派遣期間10/10/2016-02/01/2016

派遣先-Department of Anthropology, University of McGill

 

  1. 研究課題について

本研究は、ボツワナのサン社会、南アフリカのサン社会、スワジランドのスワジ社会を対象としてI.土地権回復運動 II.伝統的政治代表者 III.民族文化観光などをめぐる現場で「伝統文化」や「民族的なもの」がいかに表出し、また再編されているのかを明らかにするものである。またそれによって地域社会の集団関係や政治参加、生業活動のありかたにどのような変化が生じているのかを考察することを目指している。それをとおして、南部アフリカのもつ歴史的背景や政治経済的状況のなかで共通して現れる「民族的なもの」の特質と、それぞれの対象コミュニティの持つ特異性を、国家形態や地域社会の中の位置づけの違いに注目して明確にしたい。

 

  1. 派遣の内容

マギル大学では、the Institutional Canopy of Conservation (I-CAN)プロジェクトのオフィスに机を得て、このプロジェクトのリーダーであるJohn Galaty 教授や他のプロジェクトメンバーと一緒に研究を進める機会を得た。I-CAN プロジェクトは、東アフリカの生態系保全を、地元の人々の自然資源へのアクセス状況の改善、現金収入減の多様化、エコツーリズムなどの自然資源を用いた経済開発などを通して実現する方法を検討している。
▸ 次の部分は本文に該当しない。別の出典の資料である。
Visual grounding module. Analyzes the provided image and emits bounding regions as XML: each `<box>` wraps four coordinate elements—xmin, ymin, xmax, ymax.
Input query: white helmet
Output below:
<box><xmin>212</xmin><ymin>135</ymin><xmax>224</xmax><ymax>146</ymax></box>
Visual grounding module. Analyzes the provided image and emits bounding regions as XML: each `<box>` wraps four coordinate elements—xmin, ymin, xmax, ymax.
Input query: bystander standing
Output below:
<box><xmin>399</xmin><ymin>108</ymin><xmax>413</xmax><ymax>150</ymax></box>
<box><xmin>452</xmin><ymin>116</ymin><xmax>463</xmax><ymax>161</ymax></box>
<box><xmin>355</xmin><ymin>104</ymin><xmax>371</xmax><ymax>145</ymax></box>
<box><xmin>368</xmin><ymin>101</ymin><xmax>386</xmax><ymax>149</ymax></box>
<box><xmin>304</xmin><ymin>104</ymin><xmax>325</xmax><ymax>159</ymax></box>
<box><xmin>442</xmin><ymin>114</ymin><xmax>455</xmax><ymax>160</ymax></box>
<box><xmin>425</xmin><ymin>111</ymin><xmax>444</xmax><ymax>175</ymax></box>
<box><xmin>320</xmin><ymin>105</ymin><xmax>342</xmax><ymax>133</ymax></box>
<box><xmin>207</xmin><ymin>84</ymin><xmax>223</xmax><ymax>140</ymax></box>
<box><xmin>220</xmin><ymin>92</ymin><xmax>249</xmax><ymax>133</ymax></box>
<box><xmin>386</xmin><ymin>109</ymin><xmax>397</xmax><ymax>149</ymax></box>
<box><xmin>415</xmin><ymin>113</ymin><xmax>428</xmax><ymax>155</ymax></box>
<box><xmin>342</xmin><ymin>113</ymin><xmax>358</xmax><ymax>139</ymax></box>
私はこのプロジェクトのマギルチームのミーティングにしばしば招かれ、調査結果や計画について互いに議論した。

また滞在中には、マギル大学やトロント大学で講演する機会も得た。 マギル大学では人類学部のSpeakers Series で“ Land Issues and Global Indigenous Rights Movement among the San hunter-gathers in Southern Africa: Comparison of two cases from Botswana and South Africa”と題した発表と、Centre for Society, Technology, and Development (STandD) が企画する毎週のセミナーで “Resettlement, Conservation and Tourism: Contemporary Dynamics of Residential Moves among the San in Central Kalahari” を発表した。またトロント大学のAfricanist Seminar Series では”Coming to Political Consciousness: The Indigenous Land Rights Movement among the San of Southern Africa” というタイトルで研究発表をした。そのほか、多数のセミナーや講義、シンポジウムなど参加し、多くの研究者らと議論を交わした。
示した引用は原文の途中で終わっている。